3.5 Long-term outcomes

At present, conflicting data exists regarding EOCRC survival due to heterogenous EOCRC definitions and survival measures. Franklyn et al.⁴⁰ found that 5-year overall survival (OS), even when adjusted for age and gender, was superior for younger-onset CRC patients (< 40 years) in comparison to CRC patients aged ≥ 40 years (71.6% vs 47.2%, p < 0.001). Other studies have shown improved survival outcomes after adjusting for stage.^{49, 50} Saraste et al.⁴⁷ determined that EOCRC patients had a superior 5-year stage-adjusted disease-free survival (DFS) in comparison to those aged 50–74 and ≥ 75 (stage I: 0.96 vs. 0.88 vs. 0.69, p < 0.001; stage II: 0.90 vs. 0.82 vs. 0.62, p < 0.001 and stage III: 0.77 vs. 0.68 vs. 0.49, p < 0.001). O'Sullivan et al.⁴³ found a survival benefit for those aged 40–49 with stage IV disease (hazard ratio = 0.79, 95% CI: 67%−95%) compared to those aged < 40, 50–59, and 60–70 years.

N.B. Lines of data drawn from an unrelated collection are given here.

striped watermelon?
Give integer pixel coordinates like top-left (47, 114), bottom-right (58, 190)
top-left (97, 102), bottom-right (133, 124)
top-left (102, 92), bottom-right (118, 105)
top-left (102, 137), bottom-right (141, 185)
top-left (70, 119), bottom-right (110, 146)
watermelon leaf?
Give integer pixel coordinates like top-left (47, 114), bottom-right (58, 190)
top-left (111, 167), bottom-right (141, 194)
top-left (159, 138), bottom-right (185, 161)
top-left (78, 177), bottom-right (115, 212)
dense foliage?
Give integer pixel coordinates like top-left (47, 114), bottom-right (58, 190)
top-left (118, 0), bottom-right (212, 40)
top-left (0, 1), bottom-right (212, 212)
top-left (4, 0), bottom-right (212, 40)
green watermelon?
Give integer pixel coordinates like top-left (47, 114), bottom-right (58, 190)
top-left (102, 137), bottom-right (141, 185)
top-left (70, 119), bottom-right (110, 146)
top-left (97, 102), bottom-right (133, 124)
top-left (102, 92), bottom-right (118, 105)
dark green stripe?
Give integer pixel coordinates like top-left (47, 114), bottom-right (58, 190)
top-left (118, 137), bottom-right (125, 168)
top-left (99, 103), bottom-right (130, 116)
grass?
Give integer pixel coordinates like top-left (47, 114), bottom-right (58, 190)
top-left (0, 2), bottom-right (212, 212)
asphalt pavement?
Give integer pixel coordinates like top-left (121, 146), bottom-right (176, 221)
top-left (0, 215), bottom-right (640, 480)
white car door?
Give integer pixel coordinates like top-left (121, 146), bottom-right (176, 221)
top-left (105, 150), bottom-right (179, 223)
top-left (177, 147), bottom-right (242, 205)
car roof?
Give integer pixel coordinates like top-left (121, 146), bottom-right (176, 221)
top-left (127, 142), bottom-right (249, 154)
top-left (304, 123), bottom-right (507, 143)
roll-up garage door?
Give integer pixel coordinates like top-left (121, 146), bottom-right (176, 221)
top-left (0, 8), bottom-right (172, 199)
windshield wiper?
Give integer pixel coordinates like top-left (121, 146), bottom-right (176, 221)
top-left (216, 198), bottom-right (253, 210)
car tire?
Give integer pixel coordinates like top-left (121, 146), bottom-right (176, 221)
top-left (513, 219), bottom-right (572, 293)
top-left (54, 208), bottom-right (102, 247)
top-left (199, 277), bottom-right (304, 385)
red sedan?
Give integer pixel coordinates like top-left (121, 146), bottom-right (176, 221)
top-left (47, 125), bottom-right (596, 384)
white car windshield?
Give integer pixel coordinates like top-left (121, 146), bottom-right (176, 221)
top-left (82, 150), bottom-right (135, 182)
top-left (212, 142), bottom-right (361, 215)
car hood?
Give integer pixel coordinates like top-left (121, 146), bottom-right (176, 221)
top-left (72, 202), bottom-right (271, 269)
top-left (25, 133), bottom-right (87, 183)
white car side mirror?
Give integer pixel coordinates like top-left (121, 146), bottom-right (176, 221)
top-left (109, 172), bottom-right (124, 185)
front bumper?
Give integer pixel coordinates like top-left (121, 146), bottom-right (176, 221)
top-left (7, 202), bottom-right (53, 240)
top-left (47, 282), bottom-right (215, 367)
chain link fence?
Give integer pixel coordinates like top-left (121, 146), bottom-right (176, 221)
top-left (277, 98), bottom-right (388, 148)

The superior survival of EOCRC patients has been credited to their fewer comorbidities and tendency to undergo multimodal systemic therapies and aggressive surgery. In contrast to studies examining US, Canadian, English, and Japanese cohorts, the only Australian survival study to date found poorer median DFS (4.6 vs. 16 months, p = 0.023) after neoadjuvant radiotherapy and surgery and poorer progression-free survival (2.6 vs. 9.7 months, p = 0.006) and OS (40.5 vs. 583 months, p = 0.036) after relapse in early-onset versus late-onset rectal cancer. This was believed to be due to adverse histopathological features and potentially treatment-resistant environment of early-onset tumors.⁴⁸

As it has been recognized that EOCRC patients are likely to receive more aggressive treatments and live longer, studies investigating their quality of life (QoL) and long-term functional outcomes are important. However, the literature to date is scarce. A systematic review of 15 studies including a total of 18,146 CRC patients demonstrated that mean global QoL scores and psychosocial aspects of health relating to career, finances, relationships, and emotional/social/family wellbeing were significantly impaired in EOCRC patients in comparison to LOCRC patients. This systematic review was limited by the large proportion of cross-sectional studies prohibiting the evaluation of temporal trends in QoL and by the significant heterogeneity across studies.⁴⁹ Recently, the REACCT Collaborative⁵⁰ reported on the functional outcomes of 1429 early-onset rectal cancer patients with a median follow-up time of 42 months. Of the 29% of patients with persistent functional impairment, the majority had bowel dysfunction (16%), followed by bladder (7%) and sexual (4.5%) dysfunction and infertility (1%). Further, Sandberg et al.⁵¹ in their longitudinal follow-up of the QoLiRECT study, found that low anterior resection syndrome improved only minimally over time for younger versus older patients. This highlights the desirability for thorough preoperative counseling to ensure informed consent, the implementation of preoperative nomograms to predict postoperative functional impairment, and careful consideration of sphincter-preserving and nerve-sparing techniques where possible.⁵⁰ To ascertain the long-term feasibility of current EOCRC treatment patterns, large prospective studies comparing the QoL of EOCRC and LOCRC patients in a quantitative manner with questionnaires tailored to CRC-specific functional outcomes are warranted.